Our surrounding locally owned businesses should not be offered empty promises - they deserve real assistance now. I am sure that you will be making the argument that they will now have more customers with GCU. I am not so sure that is entirely accurate or a sustainable promise you can keep for local businesse. It has been the West Side customers who have supported these businesses during all these decades, so we need solutions that involve everyone.
Again, what our businesses want is support now. Long-time, locally owned businesses need the city to invest in them now. Our businesses need deals struck for them, not for the private, out-of-town GCU. Instead of providing deals for GCU, they should instead be offered to the local business that are here now.
We should not be doing business with an outside company with a difficult past. As recently as last year, GCU refused to pay for its impact on a community due to a proposed development even after having the land offered to them as a donation. If the city has lost hundred of thousands - if not millions - of taxpayer money on subsidies to golfing at El Rio, why would we enter into yet another arrangement that would again end up being a losing deal? If the problem is taxpayers losing money, how is it a solution to have them lose even more money?
The First Tee Program should be protected. Instead of reducing opportunities for youth, we should increase them. If you look at that stretch of Speedway, you will notice one thing most of that area has in common — family amenities. Along that corridor you will find the Arizona Schools for the Deaf and Blind, El Rio Neighborhood Center, First Tee, a grocery store and many local shops and Joaquin Murrieta Park. By adding a huge, private university campus, the contiguous nature of that corridor will be permanently altered. At least with golfing we can keep a sense of public, open space and local golfers can continue to have access. Has this been thought through?
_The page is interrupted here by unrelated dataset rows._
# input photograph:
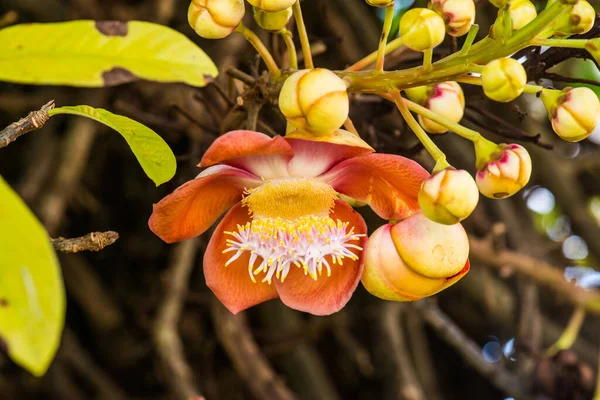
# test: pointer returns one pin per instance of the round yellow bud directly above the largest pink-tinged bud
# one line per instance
(448, 196)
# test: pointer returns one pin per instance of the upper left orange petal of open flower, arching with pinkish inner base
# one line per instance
(252, 151)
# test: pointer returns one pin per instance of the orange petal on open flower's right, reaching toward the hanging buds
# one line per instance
(388, 183)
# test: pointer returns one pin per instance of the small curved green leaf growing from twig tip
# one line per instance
(153, 153)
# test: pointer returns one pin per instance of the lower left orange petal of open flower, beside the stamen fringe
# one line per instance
(232, 284)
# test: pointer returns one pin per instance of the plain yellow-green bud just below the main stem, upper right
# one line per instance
(503, 79)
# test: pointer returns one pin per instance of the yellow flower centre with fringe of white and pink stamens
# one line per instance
(291, 227)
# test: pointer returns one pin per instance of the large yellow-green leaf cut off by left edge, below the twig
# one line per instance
(32, 295)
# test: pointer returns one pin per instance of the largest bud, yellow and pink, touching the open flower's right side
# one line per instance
(415, 258)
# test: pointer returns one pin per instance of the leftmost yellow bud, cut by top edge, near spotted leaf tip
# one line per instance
(215, 19)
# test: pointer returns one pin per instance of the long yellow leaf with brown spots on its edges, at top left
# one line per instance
(97, 54)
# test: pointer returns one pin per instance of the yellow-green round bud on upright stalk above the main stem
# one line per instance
(422, 29)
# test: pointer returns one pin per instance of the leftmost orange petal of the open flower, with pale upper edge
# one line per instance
(193, 207)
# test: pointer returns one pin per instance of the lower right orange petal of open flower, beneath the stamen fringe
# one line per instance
(328, 294)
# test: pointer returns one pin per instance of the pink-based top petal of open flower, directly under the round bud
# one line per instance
(314, 158)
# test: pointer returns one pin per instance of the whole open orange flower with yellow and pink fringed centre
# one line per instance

Regina, we can do so much better. Speedway is an important corridor that leads to our beautiful Tucson Mountains, to our nationally recognized Arizona Sonora Desert Museum and Saguaro National Monument. Speedway leads to the essence of some of our most beautiful desert land. Why not be creative and make El Rio the gateway to this area? Why not create a park that caters to all these tourists and out-of-town cyclists? We could certainly plan for more sustainable development that includes park amenities for cyclists and grow small shops surrounding El Rio (that do not encroach onto park land) that cater to those folks. That is the kind of economic development that involves and benefits everyone.
Grande Avenue would be a perfect corridor to develop along with a beautiful park of this kind near by. Everyone would win this way — more jobs, appropriate traffic impact, more homegrown entrepreneurs supported, more branding for our Tucson Mountain gateway, healthier families exercising and enjoying time together, more opportunities for generations of families staying in their communities rather than being uprooted.
What Grand Canyon University offers does not come close to what we can come up with as a community. The funding solutions that surprisingly came up to pay for a pretty closet-sized version of Joaquin Murrieta Park should be used for the version of El Rio I just described — or something else we can come up with collectively.
In short, Regina, we want you to stick to El Rio for the people — not El Rio for some people.
I would a appreciate a response from you, the mayor and the rest of the City Council.